Bei Rückfragen beginnt die Suche: Welches Bauteil? Welche Stelle? Welcher Bearbeitungsstand? Die Zuordnung zwischen Beobachtung, Ort und Vorgang geht verloren – und mit ihr Zeit und Eindeutigkeit.
Die Lösung mit LUMINAQ
Mit dem grafischen Erfassungsbaustein der Plattform wird das Bild selbst zur Erfassungsmaske.
Markieren statt beschreiben
Fehler, Auffälligkeiten oder Prüfpunkte werden direkt auf Foto, Zeichnung oder Plan markiert – am Desktop oder per Touch am Tablet.
Jede Markierung trägt Kontext
Eine Markierung ist kein Pixel, sondern ein Objekt: verknüpft mit Abweichung, Bauteil, Verantwortlichem und Maßnahme.
Drei Wahrheiten, fest verbunden
Die visuelle Markierung, der fachliche Fall und die Datei werden getrennt geführt und bleiben dauerhaft verknüpft – nachvollziehbar bei jeder Revision.
Ebenen und Bibliotheken
Markierungen liegen auf organisatorischen Ebenen; wiederkehrende Symbole und Formen kommen aus Bibliotheken – einheitlich über alle Erfassungen.
So kann es aussehen – Ihres sieht aus wie Ihr Prozess.
Die eingesetzten Bausteine
Zeichnungen, Fotos und Pläne kommen aus dem zentralen Dokumentensystem – nicht aus E-Mail-Anhängen.
Der fachliche Fall – die Abweichung – hat einen eindeutigen Ort; Bilder und Markierungen verweisen darauf.
Aus der Markierung entstehen Abweichung, Maßnahme und Freigabe im selben Prozessraum.

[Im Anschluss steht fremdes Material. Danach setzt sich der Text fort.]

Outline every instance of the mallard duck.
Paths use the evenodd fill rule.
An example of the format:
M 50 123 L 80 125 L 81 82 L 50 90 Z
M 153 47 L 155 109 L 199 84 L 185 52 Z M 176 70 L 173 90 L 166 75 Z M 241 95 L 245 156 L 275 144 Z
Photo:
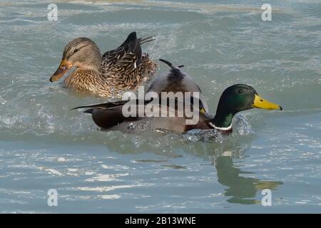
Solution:
M 157 64 L 148 53 L 142 53 L 141 47 L 153 40 L 153 37 L 138 39 L 136 33 L 133 32 L 118 48 L 101 56 L 92 40 L 77 38 L 64 48 L 61 62 L 50 81 L 58 80 L 75 67 L 76 70 L 64 80 L 64 86 L 73 90 L 101 97 L 135 90 L 148 82 L 157 68 Z
M 173 75 L 173 69 L 177 73 L 179 68 L 173 67 L 169 76 L 159 78 L 170 78 L 171 76 L 174 76 Z M 180 70 L 179 71 L 180 71 Z M 176 76 L 179 78 L 181 73 L 178 73 Z M 158 91 L 159 88 L 161 88 L 162 86 L 159 85 L 168 85 L 165 82 L 161 83 L 159 80 L 156 79 L 151 86 L 153 90 Z M 188 84 L 191 85 L 190 81 Z M 158 86 L 156 86 L 157 85 Z M 168 87 L 165 86 L 163 88 Z M 173 90 L 177 90 L 178 88 L 180 88 L 183 91 L 185 91 L 188 87 L 179 84 Z M 146 109 L 145 109 L 146 115 L 143 117 L 124 116 L 123 108 L 128 100 L 80 106 L 73 109 L 87 108 L 84 113 L 91 114 L 95 123 L 102 130 L 120 130 L 124 133 L 138 133 L 142 130 L 185 133 L 192 129 L 216 129 L 223 134 L 232 133 L 232 120 L 234 115 L 239 112 L 255 108 L 266 110 L 282 109 L 281 106 L 264 100 L 253 88 L 245 84 L 233 85 L 223 91 L 220 98 L 215 116 L 205 112 L 202 108 L 202 100 L 200 101 L 200 105 L 197 113 L 199 116 L 198 122 L 193 125 L 186 124 L 188 118 L 185 115 L 183 117 L 147 117 L 150 113 L 146 112 Z M 186 103 L 188 100 L 183 102 Z M 134 101 L 134 103 L 143 104 L 138 106 L 138 108 L 144 108 L 150 103 L 150 100 L 136 100 Z M 168 106 L 161 105 L 161 104 L 158 105 L 160 110 L 167 111 L 170 108 Z
M 181 68 L 184 67 L 184 65 L 175 66 L 165 59 L 160 58 L 159 61 L 167 64 L 170 70 L 166 74 L 158 76 L 147 92 L 156 92 L 160 97 L 161 97 L 162 92 L 173 92 L 174 93 L 177 92 L 183 92 L 183 93 L 185 92 L 197 92 L 199 95 L 198 100 L 200 101 L 200 110 L 203 112 L 208 110 L 208 103 L 202 95 L 200 87 L 192 77 L 182 71 Z M 193 100 L 190 102 L 193 102 Z

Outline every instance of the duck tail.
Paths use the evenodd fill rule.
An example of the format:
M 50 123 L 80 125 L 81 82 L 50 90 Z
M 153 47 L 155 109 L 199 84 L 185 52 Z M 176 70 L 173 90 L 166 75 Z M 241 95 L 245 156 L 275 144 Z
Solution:
M 163 59 L 163 58 L 160 58 L 159 61 L 162 61 L 163 63 L 166 63 L 172 69 L 175 69 L 176 68 L 176 67 L 173 66 L 172 63 L 168 61 L 167 60 L 165 60 L 165 59 Z M 180 66 L 177 66 L 177 68 L 181 68 L 182 67 L 184 67 L 184 65 L 180 65 Z
M 124 45 L 126 43 L 129 43 L 129 42 L 131 42 L 132 41 L 136 41 L 136 40 L 137 40 L 137 35 L 136 35 L 136 32 L 133 31 L 133 32 L 131 33 L 128 35 L 128 36 L 127 36 L 127 38 L 126 39 L 126 41 L 123 41 L 123 44 L 121 45 L 121 46 L 123 46 L 123 45 Z
M 146 38 L 140 38 L 138 39 L 139 43 L 140 43 L 141 45 L 143 44 L 143 43 L 145 43 L 153 41 L 155 41 L 155 40 L 156 40 L 156 38 L 155 38 L 154 36 L 148 36 L 148 37 L 146 37 Z

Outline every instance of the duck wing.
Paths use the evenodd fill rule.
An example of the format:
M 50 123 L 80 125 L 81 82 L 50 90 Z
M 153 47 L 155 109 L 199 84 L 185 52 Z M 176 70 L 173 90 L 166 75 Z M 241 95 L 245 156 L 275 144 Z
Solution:
M 136 68 L 142 62 L 141 45 L 154 40 L 153 36 L 137 38 L 136 32 L 132 32 L 119 47 L 108 51 L 102 56 L 103 67 L 108 68 L 117 63 L 126 65 L 127 63 L 132 65 L 133 68 Z
M 198 92 L 200 108 L 208 111 L 208 105 L 202 95 L 200 87 L 189 75 L 182 71 L 183 65 L 173 66 L 170 62 L 160 59 L 170 68 L 170 71 L 165 75 L 158 76 L 148 88 L 148 92 L 156 92 L 160 95 L 161 92 Z

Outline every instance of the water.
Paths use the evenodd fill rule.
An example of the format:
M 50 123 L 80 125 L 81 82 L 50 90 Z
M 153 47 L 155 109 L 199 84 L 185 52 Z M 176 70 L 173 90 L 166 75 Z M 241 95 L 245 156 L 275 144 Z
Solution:
M 54 1 L 0 1 L 1 212 L 321 212 L 319 1 L 269 1 L 268 22 L 252 0 L 61 1 L 49 21 Z M 98 131 L 69 110 L 106 99 L 49 77 L 70 40 L 105 51 L 133 31 L 156 36 L 143 47 L 154 59 L 185 66 L 212 113 L 237 83 L 284 110 L 243 112 L 216 140 Z

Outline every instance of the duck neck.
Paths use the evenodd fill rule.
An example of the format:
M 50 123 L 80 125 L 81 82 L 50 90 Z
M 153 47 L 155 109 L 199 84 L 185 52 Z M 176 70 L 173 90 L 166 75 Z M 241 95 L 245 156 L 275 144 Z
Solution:
M 211 121 L 212 126 L 223 132 L 232 132 L 232 120 L 235 113 L 231 112 L 220 112 L 218 110 Z

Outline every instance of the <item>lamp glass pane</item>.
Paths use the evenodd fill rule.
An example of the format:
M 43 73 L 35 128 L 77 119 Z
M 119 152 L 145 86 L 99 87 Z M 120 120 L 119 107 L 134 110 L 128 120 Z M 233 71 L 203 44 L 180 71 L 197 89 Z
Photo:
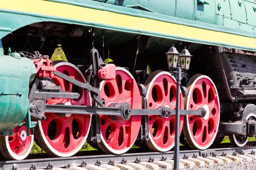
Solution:
M 184 69 L 186 66 L 186 56 L 180 56 L 180 66 L 182 69 Z
M 187 57 L 186 61 L 186 70 L 189 70 L 189 67 L 190 66 L 190 60 L 191 60 L 191 57 Z
M 173 54 L 173 68 L 177 68 L 178 66 L 178 62 L 179 60 L 179 55 L 177 54 Z
M 168 60 L 168 67 L 172 68 L 173 65 L 173 54 L 167 54 L 167 59 Z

Erfasst wird dort, wo der Fehler auffällt: am Desktop oder per Touch am Tablet.
Das Ergebnis
Eindeutige Kommunikation ohne Interpretationsspielraum: Jeder sieht am Objekt, wo das Problem liegt – nicht im Fließtext.
Weniger Rückfragen, schnellere Maßnahmen und ein auswertbares Fehlerbild über Bauteile, Linien und Zeiträume.
Vom Bild zum 3D-Modell
Die Architektur des Erfassungsbausteins ist so angelegt, dass Markierungen künftig auch auf 3D-Modellen möglich werden – derselbe Prozess, dieselbe Verknüpfungslogik, eine zusätzliche Dimension.